The German Advisory Council on the Environment (SRU) presented on Thursday (14 May) its report on the state of the country’s environmental policy. With Germany’s carbon budget now almost exhausted, researchers urge stronger climate action in all areas. EURACTIV Germany reports.

Every four years, the SRU presents a comprehensive report on the state of the country’s environment and has been doing so for almost 50 years.

Yesterday, it did it again: on almost 560 pages, the seven climate researchers of the SRU have done an all-round job which doesn’t paint a particularly good picture for Germany.

Germany is not on track with 20 of the 25 environmental goals of its own sustainability strategy, the report writes.

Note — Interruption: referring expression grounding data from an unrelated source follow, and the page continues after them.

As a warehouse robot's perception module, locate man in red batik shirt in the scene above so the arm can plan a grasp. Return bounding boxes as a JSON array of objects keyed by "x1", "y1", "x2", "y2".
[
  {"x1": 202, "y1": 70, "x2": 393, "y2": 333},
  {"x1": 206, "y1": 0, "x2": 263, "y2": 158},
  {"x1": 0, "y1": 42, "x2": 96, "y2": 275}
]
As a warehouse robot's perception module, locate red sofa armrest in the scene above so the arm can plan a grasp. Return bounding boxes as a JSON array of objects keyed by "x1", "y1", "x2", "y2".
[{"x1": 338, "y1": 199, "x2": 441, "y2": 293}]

And binding targets when it comes to water protection, air quality and climate protection are regularly missed.

“So far, the failures are too often simply accepted and targets are postponed into the future,” the researchers noted.

Germany’s environment minister Svenja Schulze (SPD) seemed open to criticism. In a video message, she said the growing warnings by environmental researchers since 30 years risked becoming an “oppressive ritual”.

“Very, very strong reductions” from 2030

Researchers have sounded the alarm with very concrete figures.

Germany is allowed to emit 6.7 billion tonnes of CO2 from 2020 if global warming of 1.75 degrees maximum is taken as the target, which researchers consider as the absolute maximum.

But if business as usual continues, this limit would already be reached in 2029. Consequently, if emissions were to be reduced linearly, Germany would have to be climate-neutral by 2038 at the latest, they argue.

“We will only achieve this if very, very strong reductions take place from 2030 at the latest,” said climate researcher Wolfgang Lucht.

The warnings by the German Advisory Council echo similar messages by climate activist Greta Thunberg. Speaking to EU environment ministers in March, the teen activist warned about the rapidly declining amount of carbon dioxide that world nations are still allowed to emit before the rise in global temperatures risks hitting dangerous levels.